I've always had great respect for the design of the RSBAC Framework (based on 
the GFAC architecture from Marshall, et al), and it is definitely influenced 
the MAC Framework design (especially after I had a chance to sit down with the 
author at USENIX a few years ago).

> Moreover, here's an interesting post that may shed some light on LSM and
> how widely used it is:
> It is a wild guess, but I think the above can be attributed to its 
> complicated nature -- which repeats my question throughout this thread: do 
> we have consumers for such a framework? Linux's userbase is bigger and more 
> diverse than NetBSD's, can we expect someone to actually make use of such a 
> subsystem given no-one did in the Linux world?
> (the situation had changed since, and now Novell's AppArmor also uses LSM; 
> that, however, strengthens my opinion that such work should be done by a 
> contractor for a company who needs it, rather than by us.)

There are lots of potential (and real) consumers of LSM, but one of the more 
contentious aspects of the LSM design/implementation has been its strong 
SELinux focus.  This is in large part because much of the implementation was 
driven by the SELinux developers.  However, I think I do object to the idea 
that LSM is unused by developers of other kernel security mechanisms. 
There's highly active work on DTE using LSM, and also I believe the WireX 
product line (and possibly others) use LSM.
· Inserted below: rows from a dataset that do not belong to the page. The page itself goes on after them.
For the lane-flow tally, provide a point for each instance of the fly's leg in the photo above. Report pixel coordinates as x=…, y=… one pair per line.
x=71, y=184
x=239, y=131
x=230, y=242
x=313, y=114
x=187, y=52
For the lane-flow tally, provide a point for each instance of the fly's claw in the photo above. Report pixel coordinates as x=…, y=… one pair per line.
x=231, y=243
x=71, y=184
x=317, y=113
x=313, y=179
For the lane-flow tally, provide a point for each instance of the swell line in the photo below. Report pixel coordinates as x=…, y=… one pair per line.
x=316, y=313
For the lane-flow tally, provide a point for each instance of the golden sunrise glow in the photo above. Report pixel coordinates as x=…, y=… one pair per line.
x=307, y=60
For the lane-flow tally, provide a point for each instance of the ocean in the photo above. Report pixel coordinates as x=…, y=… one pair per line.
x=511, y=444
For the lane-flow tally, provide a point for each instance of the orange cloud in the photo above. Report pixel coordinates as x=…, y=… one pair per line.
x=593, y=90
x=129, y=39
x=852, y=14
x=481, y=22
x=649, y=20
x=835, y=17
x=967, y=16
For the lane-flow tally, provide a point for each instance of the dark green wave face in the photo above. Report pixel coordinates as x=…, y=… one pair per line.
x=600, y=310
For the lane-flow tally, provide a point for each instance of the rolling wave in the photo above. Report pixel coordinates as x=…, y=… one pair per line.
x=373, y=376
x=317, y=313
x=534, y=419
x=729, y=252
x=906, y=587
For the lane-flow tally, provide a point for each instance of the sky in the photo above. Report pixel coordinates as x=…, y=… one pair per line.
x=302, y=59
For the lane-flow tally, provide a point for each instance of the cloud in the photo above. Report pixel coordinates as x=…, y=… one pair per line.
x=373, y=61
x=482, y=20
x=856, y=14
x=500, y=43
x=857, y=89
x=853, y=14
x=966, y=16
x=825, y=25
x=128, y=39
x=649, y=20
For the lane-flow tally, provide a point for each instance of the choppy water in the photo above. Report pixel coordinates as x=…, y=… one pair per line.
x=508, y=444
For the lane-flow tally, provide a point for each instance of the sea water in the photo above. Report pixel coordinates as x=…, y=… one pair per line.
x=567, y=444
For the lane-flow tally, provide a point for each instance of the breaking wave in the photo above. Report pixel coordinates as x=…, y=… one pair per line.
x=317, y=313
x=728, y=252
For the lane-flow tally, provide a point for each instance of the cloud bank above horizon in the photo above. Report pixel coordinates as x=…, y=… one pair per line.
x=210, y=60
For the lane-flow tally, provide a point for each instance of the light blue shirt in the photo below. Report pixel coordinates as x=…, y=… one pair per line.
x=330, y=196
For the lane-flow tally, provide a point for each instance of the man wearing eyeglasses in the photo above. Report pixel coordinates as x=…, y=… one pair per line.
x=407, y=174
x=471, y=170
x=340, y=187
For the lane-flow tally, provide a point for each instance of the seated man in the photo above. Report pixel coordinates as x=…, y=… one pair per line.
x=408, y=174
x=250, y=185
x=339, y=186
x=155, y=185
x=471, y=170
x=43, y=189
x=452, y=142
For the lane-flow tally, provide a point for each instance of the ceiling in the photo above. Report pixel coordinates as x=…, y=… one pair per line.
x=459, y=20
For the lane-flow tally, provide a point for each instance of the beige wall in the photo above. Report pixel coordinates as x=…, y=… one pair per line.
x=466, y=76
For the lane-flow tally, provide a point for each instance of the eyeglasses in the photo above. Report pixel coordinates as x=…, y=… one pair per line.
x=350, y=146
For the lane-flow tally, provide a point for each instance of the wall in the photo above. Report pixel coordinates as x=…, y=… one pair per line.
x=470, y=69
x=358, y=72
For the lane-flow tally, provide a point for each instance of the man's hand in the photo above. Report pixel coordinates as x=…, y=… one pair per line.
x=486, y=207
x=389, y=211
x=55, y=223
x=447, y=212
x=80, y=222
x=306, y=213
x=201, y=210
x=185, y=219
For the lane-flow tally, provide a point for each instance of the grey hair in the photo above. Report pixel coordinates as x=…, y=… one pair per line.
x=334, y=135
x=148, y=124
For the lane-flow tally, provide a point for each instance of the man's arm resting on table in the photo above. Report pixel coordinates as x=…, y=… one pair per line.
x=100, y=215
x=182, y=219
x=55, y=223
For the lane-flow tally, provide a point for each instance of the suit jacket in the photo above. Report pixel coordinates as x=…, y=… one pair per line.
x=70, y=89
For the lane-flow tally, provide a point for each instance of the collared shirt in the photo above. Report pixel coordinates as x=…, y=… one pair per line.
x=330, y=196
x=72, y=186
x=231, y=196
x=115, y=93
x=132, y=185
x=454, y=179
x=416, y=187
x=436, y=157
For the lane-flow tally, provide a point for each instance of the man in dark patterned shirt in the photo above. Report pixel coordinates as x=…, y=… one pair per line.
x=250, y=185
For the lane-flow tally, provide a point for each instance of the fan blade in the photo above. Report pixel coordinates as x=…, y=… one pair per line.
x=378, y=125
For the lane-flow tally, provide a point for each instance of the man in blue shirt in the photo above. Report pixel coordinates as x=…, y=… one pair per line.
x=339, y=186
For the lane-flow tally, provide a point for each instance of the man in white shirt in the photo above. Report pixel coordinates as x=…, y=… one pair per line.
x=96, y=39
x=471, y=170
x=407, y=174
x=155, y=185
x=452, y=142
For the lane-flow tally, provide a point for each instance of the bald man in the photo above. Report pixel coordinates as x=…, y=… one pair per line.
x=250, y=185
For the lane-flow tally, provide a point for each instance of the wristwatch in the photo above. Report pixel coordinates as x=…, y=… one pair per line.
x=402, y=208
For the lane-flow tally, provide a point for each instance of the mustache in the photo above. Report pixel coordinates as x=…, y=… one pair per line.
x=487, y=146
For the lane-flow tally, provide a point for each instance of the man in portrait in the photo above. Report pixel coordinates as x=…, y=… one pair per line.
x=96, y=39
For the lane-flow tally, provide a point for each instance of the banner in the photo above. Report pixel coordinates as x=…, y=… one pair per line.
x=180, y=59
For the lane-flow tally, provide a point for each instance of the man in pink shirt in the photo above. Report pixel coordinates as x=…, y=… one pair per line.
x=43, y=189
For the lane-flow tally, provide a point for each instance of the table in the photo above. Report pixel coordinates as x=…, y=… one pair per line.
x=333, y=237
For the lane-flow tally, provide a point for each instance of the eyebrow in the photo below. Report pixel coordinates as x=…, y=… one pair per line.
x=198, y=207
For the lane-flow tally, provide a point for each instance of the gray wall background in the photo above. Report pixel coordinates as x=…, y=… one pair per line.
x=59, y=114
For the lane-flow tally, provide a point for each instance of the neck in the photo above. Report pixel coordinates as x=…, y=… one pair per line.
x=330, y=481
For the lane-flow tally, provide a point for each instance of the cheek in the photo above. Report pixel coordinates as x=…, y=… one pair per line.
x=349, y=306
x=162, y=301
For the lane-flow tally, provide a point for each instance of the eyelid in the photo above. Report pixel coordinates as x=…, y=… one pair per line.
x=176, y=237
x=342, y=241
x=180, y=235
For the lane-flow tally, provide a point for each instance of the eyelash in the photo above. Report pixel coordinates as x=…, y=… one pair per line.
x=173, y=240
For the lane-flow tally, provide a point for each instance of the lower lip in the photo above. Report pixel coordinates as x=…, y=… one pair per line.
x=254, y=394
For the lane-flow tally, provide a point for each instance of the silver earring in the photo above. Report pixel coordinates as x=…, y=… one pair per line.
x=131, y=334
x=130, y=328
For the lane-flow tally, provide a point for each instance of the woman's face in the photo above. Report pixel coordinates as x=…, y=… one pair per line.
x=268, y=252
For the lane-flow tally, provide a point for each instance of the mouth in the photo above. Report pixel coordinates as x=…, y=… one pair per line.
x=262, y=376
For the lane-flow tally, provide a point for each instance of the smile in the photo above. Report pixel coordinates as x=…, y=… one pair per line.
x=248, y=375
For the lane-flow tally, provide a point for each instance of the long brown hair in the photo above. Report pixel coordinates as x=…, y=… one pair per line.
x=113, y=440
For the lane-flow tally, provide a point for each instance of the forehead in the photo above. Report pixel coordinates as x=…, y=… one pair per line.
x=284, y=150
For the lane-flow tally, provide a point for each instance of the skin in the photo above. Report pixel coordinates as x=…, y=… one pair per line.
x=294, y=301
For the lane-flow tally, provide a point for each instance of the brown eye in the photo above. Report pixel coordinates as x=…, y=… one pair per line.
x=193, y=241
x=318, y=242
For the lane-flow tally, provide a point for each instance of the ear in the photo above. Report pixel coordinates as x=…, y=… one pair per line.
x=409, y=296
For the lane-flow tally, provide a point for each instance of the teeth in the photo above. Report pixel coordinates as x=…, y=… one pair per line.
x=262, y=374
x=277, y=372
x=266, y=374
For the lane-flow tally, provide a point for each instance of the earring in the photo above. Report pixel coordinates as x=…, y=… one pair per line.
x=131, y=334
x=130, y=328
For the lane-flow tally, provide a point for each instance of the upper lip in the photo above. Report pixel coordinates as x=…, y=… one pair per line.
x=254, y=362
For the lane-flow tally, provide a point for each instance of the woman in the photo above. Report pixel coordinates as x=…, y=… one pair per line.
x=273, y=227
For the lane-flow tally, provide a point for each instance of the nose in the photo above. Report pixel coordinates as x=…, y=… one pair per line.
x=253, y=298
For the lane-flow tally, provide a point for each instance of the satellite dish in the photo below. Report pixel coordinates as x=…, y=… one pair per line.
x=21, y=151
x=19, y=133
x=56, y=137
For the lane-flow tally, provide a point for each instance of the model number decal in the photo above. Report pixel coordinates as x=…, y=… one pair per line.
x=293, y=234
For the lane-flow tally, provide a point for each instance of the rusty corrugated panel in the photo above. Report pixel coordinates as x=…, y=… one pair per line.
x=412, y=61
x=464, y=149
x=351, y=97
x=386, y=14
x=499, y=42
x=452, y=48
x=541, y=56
The weak semantics of LSM are a concern -- one of the chief desires in the MAC 
Framework design was providing not just hooks, but policy infrastructure -- 
composition, kernel labeling facilities, cross-policy APIs, and so on. 
Likewise, the semantics for the caller are of concern, especially with regard 
to locking/atomicity.  These are largely omitted from the LSM design, which 
Chris Wright has indicated to me he's interested in investigating on at least 
a couple of occasions.

Remember that part of the goal of LSM, kauth, the MAC Framework, RSBAC, and 
others hasn't been just to serve current security policy modules -- it's been 
to facilitate future R&D, product development, etc.  I think it's clear that 
the right solutions here have not yet been found, despite 30+ years of R&D. 
One of the first things I ran into when looking at bringing new security 
models to FreeBSD was that you end up doing a lot of work just to get started, 
even if the policy you want to work with is relatively simple.  Giving 
developers a starting point for doing policy development, so they don't have 
to build everything from scratch, is critical.

>> Are most users qualified to make fine-grained security decisions about how 
>> their applications operate?  Making something simple to configure doesn't 
>> make it easy to use.
> So we would provide defaults that fit most users, and when a deviation is 
> needed... we would force the user to either not use the policy altogether 
> and fall-back to what he knows from Good Old Unix? or would we force 
> everyone to learn a known-complex policy language? :)

This is pretty much what RedHat does -- if you are an end-user, you run with 
SELinux, or without it, and they provide a giant frob to allow you to decide. 
If you start heavily customizing the system, then you need to adapt the policy 
or disable SELinux.  This isn't much different from other security mechanisms 
-- firewalls, hardening extensions of various sorts, etc.

>> Security *is* complicated, because, at its core, it has to do with the 
>> complex interactions of complex systems.
> Call me naive, but I don't think so. Not only that for the most part I'm not 
> sure SELinux achieves something for the majority of computer users that 
> other security models don't, but I also think that the reasons behind its 
> design (confidentiality levels etc.) suggest that its designers were trying 
> to apply a technical solution to a non-technical problem.

I think we'll have to agree to disagree on the issues of whether security is a 
complex thing, and the intent of the designers of SELinux.  Whether SELinux 
meets the needs of a majority of users is something we'll only be able to 
determine in a few years once RedHat's grand experiment with shipping SELinux 
"out of the box" has had a bit more time to settle out.